Being Good, Feeling Bad
On Monday mornings, phantom selves, and the long habit of feeling wrong for standing still.
I just couldn’t help it, it felt so wrong. Sitting in my living room, Monday morning, the sound of wind in the trees and birdsong at the edges of my distracted mind. I sensed a parallel me, logging into work at 8am and plugging away at the next engineering challenge. It was a ghost, a phantom - close but impossible to meet. My cup of coffee sat beside me, tiny particles of water vapour rising from the rim, releasing its deep aroma, linking my senses between parallel selves. There was something about the sunlight, it had a deeper quality to it, I felt like I hadn’t really seen it before.
My phantom and I were both still earning an income, except I was no longer able to continue how things were, I had been involuntarily thrust into a far smaller size. How could I deserve to have my bills and my food paid for, when I wasn’t contributing anything? I knew the logic, the company I worked for had measures in place to support its employees and their health, so why did I feel like this? What was the crime I had committed?
The sound of the school run outside transports me back to childhood; I’m bleary-eyed, trying to wake up, the rain sharply needling the flat roof of my bedroom. The realisation hits me, it’s a school day, and to make matters worse; it’s swimming today. Cold water, cold tiles, shaking from cold or anxiety, impossible to tell. Verruca socks.

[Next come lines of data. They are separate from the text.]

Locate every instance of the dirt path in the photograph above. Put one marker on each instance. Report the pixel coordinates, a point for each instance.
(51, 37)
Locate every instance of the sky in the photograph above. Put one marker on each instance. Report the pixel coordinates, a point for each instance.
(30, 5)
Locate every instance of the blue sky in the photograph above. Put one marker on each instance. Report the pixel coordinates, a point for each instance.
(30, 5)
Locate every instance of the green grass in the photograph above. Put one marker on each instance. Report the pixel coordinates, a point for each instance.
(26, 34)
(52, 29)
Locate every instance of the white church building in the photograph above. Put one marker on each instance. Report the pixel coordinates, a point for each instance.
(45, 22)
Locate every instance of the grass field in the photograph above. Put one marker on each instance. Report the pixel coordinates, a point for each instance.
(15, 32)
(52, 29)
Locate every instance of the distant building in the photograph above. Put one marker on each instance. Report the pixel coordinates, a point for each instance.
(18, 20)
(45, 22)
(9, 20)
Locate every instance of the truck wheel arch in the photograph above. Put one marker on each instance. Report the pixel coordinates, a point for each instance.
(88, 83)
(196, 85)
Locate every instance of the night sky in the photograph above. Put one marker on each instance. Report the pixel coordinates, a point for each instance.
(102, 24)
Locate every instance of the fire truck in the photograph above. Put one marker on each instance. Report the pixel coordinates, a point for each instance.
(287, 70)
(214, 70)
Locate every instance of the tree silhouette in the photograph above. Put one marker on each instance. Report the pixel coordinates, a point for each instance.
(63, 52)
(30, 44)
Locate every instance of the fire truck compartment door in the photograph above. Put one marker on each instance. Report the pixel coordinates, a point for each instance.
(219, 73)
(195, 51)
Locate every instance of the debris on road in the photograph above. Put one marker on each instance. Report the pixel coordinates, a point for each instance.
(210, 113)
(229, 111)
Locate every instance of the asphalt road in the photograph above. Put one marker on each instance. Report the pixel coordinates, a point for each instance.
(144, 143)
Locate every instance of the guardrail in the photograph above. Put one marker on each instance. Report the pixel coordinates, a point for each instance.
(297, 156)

The terror of being seen in a body that didn’t make sense yet. Visceral dread drags my stomach downwards; I stare from my bed at the unpainted wooden door adorned with magazine cutouts, I don’t want to leave the comforting warmth of my duvet, the sanctuary that is my childhood room, I can’t do it, I wish I were anywhere else, anytime else.
This became a repeating pattern for me, the dread of expectation, the guilt of not being able to participate. Decades later Covid-19 spreads rapidly, I am ejected from the system along with all other non-essential workers. The sudden release from routine was paradoxically liberating. Weekday walks in the park when I would otherwise be kept to my desk. Much more time to read, to make our new home ours, to consider deeply important questions about myself that I otherwise just didn’t have time or energy for. Only when my employer started phasing people back into the office, which for some time didn’t include me, did I start to feel vulnerable and guilty once again. Perhaps the system didn’t need me now after all? I certainly still needed it.
The sound of the school run was over, replaced with the gentle quietness of the village. My shoulders loosened. The coffee had gone cold, but something seemed to have warmed inside me.
I sit in my study breathing deeply the aroma of freshly cut grass, the sound of eager birdsong filling the room, Oatie perched on the ottoman in the conservatory watching the birds. Today’s expectation; weeding the flower beds. Spring really has begun.